Four Months In: Wheel Strategy by the Numbers
I started systematically running the wheel strategy at the end of August. After 120 trading days and 140 total transactions, I wanted to see how it’s doing so far.
The Setup
Pure wheel strategy: sell cash-secured puts, get assigned if ITM, sell covered calls until called away. I automated the core execution in late August which eliminated most of the manual tracking overhead. The system has executed 68 opening sells and 71 closes across that period.
Core Metrics
Win rate: 82.8% (24 wins, 5 losses across 29 completed cycles)
Average winning trade: +$93 Average losing trade: -$1,069
Best single trade: BWXT put at $190 strike, netted $207 profit Worst single trade: AMD call at $170 strike, lost $4,842 (had to roll defensively)

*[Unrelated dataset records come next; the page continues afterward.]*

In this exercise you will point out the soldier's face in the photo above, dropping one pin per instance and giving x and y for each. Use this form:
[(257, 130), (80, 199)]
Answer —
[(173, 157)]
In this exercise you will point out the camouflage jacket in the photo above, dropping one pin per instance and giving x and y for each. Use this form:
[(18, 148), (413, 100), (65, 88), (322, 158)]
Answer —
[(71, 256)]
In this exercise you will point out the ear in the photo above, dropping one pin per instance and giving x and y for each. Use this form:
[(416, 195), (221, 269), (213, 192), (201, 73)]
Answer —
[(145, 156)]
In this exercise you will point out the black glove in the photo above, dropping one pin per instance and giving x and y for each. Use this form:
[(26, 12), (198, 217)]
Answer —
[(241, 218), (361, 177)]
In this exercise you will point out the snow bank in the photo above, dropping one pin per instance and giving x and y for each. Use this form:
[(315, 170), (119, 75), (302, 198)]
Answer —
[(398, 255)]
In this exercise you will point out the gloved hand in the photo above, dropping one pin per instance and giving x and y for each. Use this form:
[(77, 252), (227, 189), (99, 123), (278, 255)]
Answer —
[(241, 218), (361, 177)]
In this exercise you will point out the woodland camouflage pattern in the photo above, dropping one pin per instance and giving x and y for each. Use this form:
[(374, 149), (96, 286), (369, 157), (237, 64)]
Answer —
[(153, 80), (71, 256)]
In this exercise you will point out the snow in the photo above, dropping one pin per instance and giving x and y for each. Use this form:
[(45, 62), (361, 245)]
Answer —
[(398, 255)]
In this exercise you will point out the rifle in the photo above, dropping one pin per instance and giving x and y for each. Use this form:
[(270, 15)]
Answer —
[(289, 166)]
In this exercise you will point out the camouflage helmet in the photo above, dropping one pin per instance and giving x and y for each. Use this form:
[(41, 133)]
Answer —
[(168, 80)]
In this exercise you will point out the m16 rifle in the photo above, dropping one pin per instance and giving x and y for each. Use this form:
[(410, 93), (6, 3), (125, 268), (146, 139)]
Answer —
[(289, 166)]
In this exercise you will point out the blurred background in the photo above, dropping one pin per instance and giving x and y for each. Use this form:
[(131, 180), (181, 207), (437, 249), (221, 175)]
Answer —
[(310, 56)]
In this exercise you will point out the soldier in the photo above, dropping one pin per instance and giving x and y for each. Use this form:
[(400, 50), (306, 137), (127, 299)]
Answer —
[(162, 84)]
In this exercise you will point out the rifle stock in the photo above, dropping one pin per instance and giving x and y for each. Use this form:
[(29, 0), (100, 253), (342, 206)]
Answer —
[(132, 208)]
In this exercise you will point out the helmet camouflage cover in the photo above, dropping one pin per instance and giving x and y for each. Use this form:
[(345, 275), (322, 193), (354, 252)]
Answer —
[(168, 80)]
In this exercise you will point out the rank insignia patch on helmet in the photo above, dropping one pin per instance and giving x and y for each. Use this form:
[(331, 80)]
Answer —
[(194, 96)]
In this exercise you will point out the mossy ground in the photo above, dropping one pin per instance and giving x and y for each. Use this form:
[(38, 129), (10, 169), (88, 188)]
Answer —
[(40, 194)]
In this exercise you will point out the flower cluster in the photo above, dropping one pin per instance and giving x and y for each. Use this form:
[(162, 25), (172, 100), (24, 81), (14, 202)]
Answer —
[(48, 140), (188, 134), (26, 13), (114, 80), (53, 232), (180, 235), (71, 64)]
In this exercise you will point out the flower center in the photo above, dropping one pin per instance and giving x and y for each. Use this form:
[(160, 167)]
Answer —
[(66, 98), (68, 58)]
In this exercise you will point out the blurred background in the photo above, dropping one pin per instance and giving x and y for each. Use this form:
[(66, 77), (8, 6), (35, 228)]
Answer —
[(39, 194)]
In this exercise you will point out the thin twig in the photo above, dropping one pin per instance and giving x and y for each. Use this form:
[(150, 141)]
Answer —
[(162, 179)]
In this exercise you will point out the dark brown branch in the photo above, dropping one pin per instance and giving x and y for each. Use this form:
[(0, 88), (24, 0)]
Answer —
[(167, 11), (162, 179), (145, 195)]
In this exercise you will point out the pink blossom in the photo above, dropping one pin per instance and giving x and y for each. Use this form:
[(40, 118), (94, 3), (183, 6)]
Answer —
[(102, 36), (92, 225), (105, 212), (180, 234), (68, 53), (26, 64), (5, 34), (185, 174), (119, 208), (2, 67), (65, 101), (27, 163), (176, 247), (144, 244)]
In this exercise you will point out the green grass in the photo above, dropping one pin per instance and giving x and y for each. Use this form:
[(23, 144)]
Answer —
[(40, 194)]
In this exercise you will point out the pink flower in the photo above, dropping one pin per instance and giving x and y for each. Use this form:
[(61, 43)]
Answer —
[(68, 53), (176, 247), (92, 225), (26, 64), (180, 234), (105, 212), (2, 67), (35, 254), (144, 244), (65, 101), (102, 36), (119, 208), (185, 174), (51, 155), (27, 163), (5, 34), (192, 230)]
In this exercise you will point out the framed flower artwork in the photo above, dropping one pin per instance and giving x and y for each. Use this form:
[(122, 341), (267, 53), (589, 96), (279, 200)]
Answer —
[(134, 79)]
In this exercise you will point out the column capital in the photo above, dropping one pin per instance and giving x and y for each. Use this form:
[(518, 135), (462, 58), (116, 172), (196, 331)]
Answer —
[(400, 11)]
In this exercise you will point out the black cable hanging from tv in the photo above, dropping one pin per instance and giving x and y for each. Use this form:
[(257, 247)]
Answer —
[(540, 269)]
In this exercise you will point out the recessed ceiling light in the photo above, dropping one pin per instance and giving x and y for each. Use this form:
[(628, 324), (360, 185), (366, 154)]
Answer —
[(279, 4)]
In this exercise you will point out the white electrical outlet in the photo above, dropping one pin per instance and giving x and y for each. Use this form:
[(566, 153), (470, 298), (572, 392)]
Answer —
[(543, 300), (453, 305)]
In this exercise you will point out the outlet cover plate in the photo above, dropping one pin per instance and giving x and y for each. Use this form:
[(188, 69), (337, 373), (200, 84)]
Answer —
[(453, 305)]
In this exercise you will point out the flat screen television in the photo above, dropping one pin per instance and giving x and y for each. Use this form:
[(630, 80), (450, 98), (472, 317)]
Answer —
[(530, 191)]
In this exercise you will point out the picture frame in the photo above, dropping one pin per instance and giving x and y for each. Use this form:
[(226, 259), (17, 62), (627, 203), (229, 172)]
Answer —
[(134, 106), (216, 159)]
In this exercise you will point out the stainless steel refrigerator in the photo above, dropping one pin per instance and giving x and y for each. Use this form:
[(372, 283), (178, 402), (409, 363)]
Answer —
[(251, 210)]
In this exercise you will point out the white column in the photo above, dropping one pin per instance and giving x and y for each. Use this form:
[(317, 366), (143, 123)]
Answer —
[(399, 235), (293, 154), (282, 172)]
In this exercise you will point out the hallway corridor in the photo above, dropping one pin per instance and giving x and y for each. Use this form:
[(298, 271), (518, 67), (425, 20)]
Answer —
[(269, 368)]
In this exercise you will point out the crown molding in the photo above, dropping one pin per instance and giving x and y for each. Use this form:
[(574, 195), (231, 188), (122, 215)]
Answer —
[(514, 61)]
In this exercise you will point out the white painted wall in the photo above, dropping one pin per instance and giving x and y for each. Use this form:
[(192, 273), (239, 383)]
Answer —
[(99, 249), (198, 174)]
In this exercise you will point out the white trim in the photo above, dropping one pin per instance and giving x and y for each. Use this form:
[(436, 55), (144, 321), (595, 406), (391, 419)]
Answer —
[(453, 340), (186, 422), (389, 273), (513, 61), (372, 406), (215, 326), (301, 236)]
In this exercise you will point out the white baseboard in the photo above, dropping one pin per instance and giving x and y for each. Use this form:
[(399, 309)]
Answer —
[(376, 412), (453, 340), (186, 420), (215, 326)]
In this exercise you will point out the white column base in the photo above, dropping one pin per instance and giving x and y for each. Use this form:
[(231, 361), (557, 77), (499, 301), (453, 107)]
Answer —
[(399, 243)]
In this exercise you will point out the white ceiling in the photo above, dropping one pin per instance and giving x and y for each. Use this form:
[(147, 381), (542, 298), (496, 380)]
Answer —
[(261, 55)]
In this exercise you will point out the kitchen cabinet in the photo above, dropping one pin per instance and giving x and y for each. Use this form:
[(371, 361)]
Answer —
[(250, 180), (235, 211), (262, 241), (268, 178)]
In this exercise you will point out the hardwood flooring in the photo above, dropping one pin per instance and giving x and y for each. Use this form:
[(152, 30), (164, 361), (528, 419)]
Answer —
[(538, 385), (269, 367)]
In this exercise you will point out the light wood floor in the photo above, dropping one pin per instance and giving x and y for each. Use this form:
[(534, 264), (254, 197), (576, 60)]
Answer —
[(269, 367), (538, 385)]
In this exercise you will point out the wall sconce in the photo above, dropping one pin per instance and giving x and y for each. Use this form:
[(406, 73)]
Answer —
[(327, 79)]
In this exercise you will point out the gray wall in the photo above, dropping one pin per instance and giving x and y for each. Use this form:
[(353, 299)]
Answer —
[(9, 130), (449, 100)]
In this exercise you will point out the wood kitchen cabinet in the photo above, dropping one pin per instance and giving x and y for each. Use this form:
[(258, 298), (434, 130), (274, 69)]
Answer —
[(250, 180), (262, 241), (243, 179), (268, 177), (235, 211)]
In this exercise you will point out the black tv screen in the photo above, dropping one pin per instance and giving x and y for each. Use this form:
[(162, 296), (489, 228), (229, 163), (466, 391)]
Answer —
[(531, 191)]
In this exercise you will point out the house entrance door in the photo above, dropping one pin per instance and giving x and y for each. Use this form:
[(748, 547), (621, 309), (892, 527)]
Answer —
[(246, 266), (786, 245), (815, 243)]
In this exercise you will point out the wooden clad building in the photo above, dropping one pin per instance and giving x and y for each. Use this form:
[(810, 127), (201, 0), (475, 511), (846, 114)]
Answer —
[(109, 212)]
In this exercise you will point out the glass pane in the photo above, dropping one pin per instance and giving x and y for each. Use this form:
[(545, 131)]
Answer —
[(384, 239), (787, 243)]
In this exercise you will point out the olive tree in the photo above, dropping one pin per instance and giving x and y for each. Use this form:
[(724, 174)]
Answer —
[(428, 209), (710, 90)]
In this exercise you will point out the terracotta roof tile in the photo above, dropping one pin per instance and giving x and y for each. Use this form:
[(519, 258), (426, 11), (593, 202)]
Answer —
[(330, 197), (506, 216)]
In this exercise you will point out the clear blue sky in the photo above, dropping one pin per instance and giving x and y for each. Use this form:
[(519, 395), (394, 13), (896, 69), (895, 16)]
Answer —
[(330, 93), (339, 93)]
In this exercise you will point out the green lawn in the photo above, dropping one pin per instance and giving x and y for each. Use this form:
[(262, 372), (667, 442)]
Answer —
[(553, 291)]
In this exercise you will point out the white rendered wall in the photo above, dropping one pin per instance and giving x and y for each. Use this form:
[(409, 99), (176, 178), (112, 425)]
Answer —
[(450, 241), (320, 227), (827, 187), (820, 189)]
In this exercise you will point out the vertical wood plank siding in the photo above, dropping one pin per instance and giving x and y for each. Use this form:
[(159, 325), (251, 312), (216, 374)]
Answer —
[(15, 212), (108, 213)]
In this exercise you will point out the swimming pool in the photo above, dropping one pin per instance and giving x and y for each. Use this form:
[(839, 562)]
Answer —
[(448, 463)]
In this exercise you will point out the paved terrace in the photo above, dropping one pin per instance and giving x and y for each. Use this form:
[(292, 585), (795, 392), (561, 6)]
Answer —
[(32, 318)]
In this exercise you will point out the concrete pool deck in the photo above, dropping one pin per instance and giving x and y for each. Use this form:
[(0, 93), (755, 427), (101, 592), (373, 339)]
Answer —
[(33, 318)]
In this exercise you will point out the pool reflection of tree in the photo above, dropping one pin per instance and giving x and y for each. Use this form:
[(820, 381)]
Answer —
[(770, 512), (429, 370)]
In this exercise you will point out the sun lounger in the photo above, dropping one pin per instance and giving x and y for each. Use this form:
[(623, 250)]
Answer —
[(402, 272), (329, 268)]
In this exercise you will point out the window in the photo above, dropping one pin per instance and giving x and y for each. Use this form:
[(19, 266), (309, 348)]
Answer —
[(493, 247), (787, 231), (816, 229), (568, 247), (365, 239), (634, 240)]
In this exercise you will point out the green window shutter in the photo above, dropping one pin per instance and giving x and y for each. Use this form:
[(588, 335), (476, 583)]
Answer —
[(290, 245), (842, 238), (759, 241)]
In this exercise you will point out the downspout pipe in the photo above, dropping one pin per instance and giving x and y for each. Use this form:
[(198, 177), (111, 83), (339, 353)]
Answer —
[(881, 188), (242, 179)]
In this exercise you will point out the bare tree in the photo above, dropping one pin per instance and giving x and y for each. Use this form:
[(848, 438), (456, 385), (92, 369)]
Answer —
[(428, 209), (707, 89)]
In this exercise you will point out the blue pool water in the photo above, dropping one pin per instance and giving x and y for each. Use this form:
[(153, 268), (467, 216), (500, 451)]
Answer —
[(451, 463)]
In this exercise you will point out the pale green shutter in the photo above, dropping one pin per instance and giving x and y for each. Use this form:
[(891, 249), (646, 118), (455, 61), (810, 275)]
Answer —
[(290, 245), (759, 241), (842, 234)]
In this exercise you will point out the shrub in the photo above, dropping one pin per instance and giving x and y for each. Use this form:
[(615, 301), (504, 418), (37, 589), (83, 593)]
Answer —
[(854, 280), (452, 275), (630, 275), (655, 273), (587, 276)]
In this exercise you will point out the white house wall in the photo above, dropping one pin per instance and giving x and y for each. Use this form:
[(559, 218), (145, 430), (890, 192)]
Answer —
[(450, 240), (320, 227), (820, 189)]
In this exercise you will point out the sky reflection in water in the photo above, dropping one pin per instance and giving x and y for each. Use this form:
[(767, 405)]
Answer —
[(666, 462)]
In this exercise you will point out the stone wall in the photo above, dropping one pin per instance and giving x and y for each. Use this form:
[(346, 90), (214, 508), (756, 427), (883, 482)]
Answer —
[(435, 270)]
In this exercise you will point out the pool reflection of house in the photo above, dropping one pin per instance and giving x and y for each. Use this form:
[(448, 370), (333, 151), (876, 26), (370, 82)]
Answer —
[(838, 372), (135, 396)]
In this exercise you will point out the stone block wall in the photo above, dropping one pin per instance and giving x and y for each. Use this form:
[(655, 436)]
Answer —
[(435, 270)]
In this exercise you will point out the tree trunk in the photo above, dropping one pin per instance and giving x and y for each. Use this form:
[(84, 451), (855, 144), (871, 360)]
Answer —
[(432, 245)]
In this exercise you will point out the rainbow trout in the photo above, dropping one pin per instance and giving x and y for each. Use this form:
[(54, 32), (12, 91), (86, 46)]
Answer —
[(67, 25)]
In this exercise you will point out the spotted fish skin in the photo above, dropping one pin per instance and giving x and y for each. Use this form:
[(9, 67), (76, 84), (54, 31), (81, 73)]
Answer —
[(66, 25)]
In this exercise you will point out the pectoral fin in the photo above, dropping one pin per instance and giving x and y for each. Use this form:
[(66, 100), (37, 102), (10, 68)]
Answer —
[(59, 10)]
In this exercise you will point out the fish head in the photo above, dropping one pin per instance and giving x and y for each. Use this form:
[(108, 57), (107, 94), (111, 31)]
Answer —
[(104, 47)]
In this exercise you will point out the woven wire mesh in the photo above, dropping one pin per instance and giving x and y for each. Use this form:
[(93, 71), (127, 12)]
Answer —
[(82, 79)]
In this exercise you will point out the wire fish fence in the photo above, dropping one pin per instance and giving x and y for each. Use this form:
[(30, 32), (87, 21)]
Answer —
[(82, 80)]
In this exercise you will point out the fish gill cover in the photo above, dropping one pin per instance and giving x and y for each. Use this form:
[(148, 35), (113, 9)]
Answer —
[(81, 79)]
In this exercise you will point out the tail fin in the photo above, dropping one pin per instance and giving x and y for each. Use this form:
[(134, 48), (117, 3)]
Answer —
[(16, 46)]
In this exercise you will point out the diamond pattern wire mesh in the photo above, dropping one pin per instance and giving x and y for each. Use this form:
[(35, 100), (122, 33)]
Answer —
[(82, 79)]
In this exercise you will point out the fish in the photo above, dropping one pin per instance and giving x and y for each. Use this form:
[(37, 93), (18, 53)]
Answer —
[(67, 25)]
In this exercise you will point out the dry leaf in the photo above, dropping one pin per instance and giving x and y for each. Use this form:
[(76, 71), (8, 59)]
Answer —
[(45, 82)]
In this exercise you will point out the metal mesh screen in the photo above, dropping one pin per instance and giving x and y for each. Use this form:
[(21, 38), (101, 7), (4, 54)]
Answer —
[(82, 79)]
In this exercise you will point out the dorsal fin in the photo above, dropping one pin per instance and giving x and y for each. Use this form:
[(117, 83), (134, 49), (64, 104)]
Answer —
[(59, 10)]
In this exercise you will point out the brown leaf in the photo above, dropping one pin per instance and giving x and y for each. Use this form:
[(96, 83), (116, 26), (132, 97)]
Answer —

The win rate is solid but the risk/reward is asymmetric. Small consistent wins offset by occasional larger losses when positions move against you. That’s the nature of selling premium.
Monthly Breakdown
August (partial month): +$457 September: +$2,577 October: +$7,380 November: +$1,411 December (through 12/19): +$2,355
Total realized P&L: +$15,854
October was an outlier - nearly 3x September’s performance. I’m not modeling future months at that level. The four-month average is about $3,964/month, though that’s skewed by October.
Position-Level Performance
Ranked by net realized P&L on closed positions:
- GOOG: +$1,229 (19 total trades)
- NVDA: +$965 (17 trades)
- AMD: +$922 (17 trades, includes the $4,842 loss)
- BWXT: +$597 (7 trades)
- AAPL: +$583 (19 trades)
- RDDT: +$1,717 (8 trades, position fully closed)
- NVO: +$235 (6 trades, position fully closed)
- ENPH: +$189 (7 trades)
- DXCM: +$64 (5 trades)
- ORCL: +$61 (4 trades)
RDDT was surprisingly profitable relative to the number of trades. NVDA and GOOG generated the most activity. AMD would’ve been much higher without that one defensive roll.
Current Exposure
Open cash-secured puts on BWXT ($160 strike), NVDA ($160), and ORCL ($170) representing $49K in committed capital if all assign. That’s roughly half my liquid allocation.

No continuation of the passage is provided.